Lange betrachtete die Wissenschaft das Cytosol, das Innere der Zelle, als ein großes „Schwimmbecken“, in dem sich Zellbestandteile frei tummeln. Doch es scheint bislang unbekannte Strukturen zu geben, die das Zellinnere um jeden einzelnen Rezeptor herum gliedern. „Wir können die Nanoräume nicht direkt sehen — selbst für die besten Lichtmikroskope sind sie zu klein“, erläutert Seniorautor Professor Martin Lohse, früherer Leiter des Max-Delbrück-Centrums und jetzt Chairman von ISAR Bioscience.

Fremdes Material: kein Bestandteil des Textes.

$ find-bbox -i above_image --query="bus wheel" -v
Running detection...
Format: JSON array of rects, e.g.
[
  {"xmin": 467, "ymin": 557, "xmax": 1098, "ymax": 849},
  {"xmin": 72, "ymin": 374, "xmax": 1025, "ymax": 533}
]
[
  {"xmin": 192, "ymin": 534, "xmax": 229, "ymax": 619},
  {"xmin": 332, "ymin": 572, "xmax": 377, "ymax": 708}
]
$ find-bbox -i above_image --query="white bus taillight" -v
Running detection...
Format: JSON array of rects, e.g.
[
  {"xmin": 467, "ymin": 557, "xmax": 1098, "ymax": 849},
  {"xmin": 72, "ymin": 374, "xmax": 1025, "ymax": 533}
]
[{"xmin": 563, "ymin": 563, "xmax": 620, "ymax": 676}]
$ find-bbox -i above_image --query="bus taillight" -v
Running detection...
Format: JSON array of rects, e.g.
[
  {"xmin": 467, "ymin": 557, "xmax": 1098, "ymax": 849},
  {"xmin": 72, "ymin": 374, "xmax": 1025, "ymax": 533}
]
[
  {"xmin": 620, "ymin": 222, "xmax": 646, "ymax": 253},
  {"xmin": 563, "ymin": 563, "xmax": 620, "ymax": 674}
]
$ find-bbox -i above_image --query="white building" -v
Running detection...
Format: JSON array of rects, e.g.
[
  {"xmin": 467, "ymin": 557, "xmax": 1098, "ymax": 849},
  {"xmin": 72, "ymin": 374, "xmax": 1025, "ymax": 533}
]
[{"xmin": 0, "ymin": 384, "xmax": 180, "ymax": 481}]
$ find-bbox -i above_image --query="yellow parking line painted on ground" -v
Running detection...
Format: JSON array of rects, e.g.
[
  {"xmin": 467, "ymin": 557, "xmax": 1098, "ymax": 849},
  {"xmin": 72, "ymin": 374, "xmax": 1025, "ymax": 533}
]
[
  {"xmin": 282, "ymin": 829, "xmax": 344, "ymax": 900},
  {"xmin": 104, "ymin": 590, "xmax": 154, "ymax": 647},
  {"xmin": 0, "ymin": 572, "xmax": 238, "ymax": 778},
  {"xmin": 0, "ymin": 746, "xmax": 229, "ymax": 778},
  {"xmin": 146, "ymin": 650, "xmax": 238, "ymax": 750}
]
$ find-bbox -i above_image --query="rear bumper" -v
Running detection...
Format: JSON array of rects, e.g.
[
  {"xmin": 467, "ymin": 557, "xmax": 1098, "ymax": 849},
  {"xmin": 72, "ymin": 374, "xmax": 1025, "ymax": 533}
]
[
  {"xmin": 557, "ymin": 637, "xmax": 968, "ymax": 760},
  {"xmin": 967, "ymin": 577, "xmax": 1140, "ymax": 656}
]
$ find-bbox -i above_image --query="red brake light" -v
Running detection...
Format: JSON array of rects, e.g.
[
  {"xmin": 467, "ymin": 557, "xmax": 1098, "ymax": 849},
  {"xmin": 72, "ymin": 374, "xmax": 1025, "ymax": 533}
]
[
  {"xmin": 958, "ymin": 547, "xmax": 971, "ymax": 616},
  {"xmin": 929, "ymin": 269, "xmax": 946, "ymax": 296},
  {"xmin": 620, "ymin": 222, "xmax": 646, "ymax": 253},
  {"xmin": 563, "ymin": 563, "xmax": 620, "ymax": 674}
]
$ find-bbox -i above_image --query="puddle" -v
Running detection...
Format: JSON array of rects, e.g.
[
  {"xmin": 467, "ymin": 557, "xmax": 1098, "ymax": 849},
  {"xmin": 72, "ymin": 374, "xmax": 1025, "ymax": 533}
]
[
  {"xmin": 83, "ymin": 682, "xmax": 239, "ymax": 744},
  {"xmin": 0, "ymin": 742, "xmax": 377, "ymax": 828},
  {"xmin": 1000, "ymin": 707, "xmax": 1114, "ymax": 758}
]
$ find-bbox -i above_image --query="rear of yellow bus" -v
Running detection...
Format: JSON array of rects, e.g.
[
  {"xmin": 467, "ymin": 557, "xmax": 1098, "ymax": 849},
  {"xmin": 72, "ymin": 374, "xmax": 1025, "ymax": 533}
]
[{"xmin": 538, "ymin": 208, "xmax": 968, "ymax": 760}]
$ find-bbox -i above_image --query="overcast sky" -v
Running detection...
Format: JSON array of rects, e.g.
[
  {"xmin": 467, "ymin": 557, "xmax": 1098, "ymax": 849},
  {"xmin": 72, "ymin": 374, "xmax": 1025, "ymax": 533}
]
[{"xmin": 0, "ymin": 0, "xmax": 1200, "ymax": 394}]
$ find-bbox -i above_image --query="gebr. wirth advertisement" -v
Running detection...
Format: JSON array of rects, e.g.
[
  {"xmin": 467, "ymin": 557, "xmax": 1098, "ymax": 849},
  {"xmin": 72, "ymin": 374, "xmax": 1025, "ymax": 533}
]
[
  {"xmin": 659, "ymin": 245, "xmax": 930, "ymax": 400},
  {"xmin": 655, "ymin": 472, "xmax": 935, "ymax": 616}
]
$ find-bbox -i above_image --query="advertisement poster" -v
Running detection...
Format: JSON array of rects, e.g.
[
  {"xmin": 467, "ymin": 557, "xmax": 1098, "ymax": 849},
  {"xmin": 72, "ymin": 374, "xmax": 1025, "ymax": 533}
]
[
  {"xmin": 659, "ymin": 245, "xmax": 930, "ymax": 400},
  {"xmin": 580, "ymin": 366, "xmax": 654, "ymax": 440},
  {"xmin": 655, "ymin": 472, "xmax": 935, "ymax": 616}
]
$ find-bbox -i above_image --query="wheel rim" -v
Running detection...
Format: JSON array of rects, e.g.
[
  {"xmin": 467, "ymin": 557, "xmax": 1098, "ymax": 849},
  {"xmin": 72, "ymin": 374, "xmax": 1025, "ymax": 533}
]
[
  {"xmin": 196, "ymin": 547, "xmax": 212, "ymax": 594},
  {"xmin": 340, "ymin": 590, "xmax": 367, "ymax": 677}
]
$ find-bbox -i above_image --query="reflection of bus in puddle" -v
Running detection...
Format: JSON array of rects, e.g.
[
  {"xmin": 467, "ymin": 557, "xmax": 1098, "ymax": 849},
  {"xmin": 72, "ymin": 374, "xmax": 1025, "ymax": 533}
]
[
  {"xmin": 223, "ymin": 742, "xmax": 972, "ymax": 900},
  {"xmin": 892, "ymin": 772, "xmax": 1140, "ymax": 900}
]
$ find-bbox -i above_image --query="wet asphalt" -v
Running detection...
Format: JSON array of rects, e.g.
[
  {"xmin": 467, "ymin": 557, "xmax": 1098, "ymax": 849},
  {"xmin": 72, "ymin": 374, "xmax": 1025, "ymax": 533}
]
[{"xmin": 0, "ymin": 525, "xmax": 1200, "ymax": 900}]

Zellen können große Mengen an Signalen parallel verarbeiten
Die Zelle scheint demnach kein Schalter zu sein, der entweder „An“ oder „Aus“ ist. Sie funktioniere eher wie ein Chip, bei dem auf kleinster Fläche viele Signale gleichzeitig verarbeitet werden, sagt Lohse. „Das ist zum Beispiel sehr wichtig für Nervenzellen, die auf diese Weise an ihren Ausläufern jeweils unterschiedliche Signale verarbeiten können: Eine Stelle kann aktiviert sein, während eine weitere ruht und eine dritte gehemmt wird.“
Sobald die Wissenschaftler eine Zelle mit geringen Mengen von Botenstoff – Hormon oder Neurotransmitter – stimulierten, waren die Nanodomänen stark ausgeprägt. Bei stärkerer Stimulation kam es zum „Überlaufen“ der Signalmoleküle und die Räume begannen zu verschmelzen. Das könnte sich medizinisch nutzen lassen. „Womöglich kann man mit Substanzen, die in unterschiedlichem Maße Rezeptoren stimulieren – ich denke zum Beispiel an Opioide – nicht nur quantitativ, sondern auch qualitativ unterschiedliche Effekte erzeugen. Je nachdem, ob die ausgelösten cAMP-Signale nur einzelne Regionen der Zelle betreffen oder die ganze Zelle erfassen“, ergänzt Martin Lohse.
„Wir haben einen ersten Blick auf eine bisher ungeahnte Nanowelt innerhalb von Zellen getan. Mit Forschungsmitteln des European Research Council haben wir seit 2008 nach einer „Quantenwelt“ für zelluläre Signale gesucht — jetzt können wir sagen, dass es sie wirklich gibt.“
- Martin Lohse
Zunächst gilt es, den Aufbau und die Bestandteile solcher Nanodomänen besser zu verstehen. Erste Befunde zeigen aber bereits, dass sie bei kranken Zellen, wie Leberkrebszellen oder im kranken Herzen, nicht mehr richtig funktionieren. Damit werden die zelluläre Nanowelt auch für die Medizin interessant.